Vertido en Hungría/ Ciudades teñidas de rojo

miércoles, 6 de octubre de 2010

Hace dos días que llegaron y cubrieron varias localidades, entre ellas Ajka, Devecner y Kolontar, a 165 kilómetros al sur de Budapest (Hungría). Hay que lamentar la pérdida de varias vidas humanas, hay cientos de personas heridas y un desastre social y ambiental que todavía no se puede cuantificar. Y el vertido, además, como informan las autoridades húngaras aún no se ha frenado. Lo que se trata de frenar es su llegada al río Marcal, afluente del Danubio, que podría hacer fluir el desastre aguas abajo y destrozar toda la vida que encuentre en su camino. Estos lodos son muy peligrosos, de inicio por lo caústicos que son.

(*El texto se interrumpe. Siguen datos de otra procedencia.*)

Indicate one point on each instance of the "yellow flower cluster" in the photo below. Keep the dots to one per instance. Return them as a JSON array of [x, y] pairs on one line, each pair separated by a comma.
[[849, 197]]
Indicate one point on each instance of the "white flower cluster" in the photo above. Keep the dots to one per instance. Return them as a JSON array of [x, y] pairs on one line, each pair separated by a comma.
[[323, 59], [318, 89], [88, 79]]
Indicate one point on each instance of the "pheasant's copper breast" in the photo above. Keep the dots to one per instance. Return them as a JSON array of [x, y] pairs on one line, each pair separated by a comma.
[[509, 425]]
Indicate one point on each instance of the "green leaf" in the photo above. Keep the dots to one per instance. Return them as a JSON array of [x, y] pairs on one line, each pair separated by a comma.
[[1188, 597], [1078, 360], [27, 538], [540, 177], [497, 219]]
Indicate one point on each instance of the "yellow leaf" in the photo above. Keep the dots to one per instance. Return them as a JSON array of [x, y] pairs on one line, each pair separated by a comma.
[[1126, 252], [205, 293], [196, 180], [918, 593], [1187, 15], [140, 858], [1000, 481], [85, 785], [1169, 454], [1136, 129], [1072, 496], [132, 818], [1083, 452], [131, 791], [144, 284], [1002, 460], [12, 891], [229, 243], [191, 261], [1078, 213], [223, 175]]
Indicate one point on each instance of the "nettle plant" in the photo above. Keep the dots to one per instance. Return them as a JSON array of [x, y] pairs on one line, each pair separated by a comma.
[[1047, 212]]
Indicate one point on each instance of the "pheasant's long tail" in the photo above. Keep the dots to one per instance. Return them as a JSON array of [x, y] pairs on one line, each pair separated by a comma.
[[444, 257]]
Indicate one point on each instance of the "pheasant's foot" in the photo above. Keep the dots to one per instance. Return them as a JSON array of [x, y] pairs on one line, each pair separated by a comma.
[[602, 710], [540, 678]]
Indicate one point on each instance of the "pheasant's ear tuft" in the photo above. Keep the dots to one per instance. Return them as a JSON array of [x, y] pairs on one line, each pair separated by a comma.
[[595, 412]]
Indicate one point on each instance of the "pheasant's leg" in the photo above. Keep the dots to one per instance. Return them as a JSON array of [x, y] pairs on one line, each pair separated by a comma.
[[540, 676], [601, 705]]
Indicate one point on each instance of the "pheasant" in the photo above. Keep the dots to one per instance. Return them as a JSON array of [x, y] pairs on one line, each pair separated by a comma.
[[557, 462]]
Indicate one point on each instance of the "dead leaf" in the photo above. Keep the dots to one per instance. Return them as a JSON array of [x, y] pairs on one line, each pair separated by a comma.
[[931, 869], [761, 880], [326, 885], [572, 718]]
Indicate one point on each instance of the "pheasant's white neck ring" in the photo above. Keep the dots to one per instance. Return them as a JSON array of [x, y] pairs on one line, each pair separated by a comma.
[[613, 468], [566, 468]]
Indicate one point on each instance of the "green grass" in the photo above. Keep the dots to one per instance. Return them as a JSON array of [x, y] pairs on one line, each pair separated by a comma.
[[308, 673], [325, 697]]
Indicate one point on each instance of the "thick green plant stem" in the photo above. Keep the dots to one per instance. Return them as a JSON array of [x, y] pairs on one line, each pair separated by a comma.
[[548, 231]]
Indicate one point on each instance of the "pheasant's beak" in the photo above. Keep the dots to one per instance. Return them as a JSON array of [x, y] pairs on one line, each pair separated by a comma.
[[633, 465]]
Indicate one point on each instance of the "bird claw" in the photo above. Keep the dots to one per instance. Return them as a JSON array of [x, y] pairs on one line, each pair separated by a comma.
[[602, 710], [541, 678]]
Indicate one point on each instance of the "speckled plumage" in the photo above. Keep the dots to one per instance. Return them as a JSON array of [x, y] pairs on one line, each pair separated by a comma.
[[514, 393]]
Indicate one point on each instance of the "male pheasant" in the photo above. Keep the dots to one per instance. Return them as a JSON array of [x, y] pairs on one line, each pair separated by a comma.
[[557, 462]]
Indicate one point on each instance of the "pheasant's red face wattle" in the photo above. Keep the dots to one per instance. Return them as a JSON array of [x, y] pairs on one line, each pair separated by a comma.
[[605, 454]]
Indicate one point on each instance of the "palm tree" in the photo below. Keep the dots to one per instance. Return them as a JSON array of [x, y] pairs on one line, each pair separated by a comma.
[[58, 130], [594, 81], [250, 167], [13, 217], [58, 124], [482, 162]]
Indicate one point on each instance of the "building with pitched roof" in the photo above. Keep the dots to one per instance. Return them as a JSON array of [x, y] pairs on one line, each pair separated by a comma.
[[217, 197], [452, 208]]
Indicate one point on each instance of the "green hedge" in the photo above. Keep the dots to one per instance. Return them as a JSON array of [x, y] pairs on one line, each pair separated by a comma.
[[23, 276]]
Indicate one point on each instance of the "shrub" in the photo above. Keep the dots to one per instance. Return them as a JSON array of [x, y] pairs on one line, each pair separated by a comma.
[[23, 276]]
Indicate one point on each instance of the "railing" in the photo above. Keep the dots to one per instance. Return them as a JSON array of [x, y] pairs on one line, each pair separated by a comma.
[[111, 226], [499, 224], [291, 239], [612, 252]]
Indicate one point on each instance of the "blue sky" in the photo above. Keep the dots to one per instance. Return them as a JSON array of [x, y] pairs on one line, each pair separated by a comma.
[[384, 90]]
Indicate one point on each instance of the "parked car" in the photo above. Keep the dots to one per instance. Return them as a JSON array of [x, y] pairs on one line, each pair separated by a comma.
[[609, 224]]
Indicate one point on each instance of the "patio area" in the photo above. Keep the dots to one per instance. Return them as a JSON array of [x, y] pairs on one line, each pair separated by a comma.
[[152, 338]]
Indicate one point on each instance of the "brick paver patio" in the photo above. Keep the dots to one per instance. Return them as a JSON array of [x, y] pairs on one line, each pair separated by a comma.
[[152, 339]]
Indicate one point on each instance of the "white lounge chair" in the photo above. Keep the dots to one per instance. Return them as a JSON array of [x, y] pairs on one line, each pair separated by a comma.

Para hacernos una idea, se comportan de manera similar a la lejía, queman.

Un equipo de Greenpeace ya está allí, en las ciudades teñidas de rojo, documentando de nuevo un desastre y realizando un análisis independiente de las consecuencias. El dique de la balsa falló y vertió, al menos un millón de metros cúbicos de residuos de una planta que producía aluminio. Y en los próximos días se conocerá el porqué. Como, si hacemos memoria, se conoció después de que la rotura de la balsa de Bolidén en Aznalcóllar vertiese millones de metros cúbicos de lodos y aguas ácidas. En aquel momento, 1998, salió a la luz la permisividad con la industria, sin escuchar las alarmas de técnicos expertos, para poner por delante los beneficios de las empresas y dejando como secundario la protección de la salud y del medio ambiente…..y todo a pesar de que los grupos ecologistas en Andalucía llevaban diez años denunciando la situación.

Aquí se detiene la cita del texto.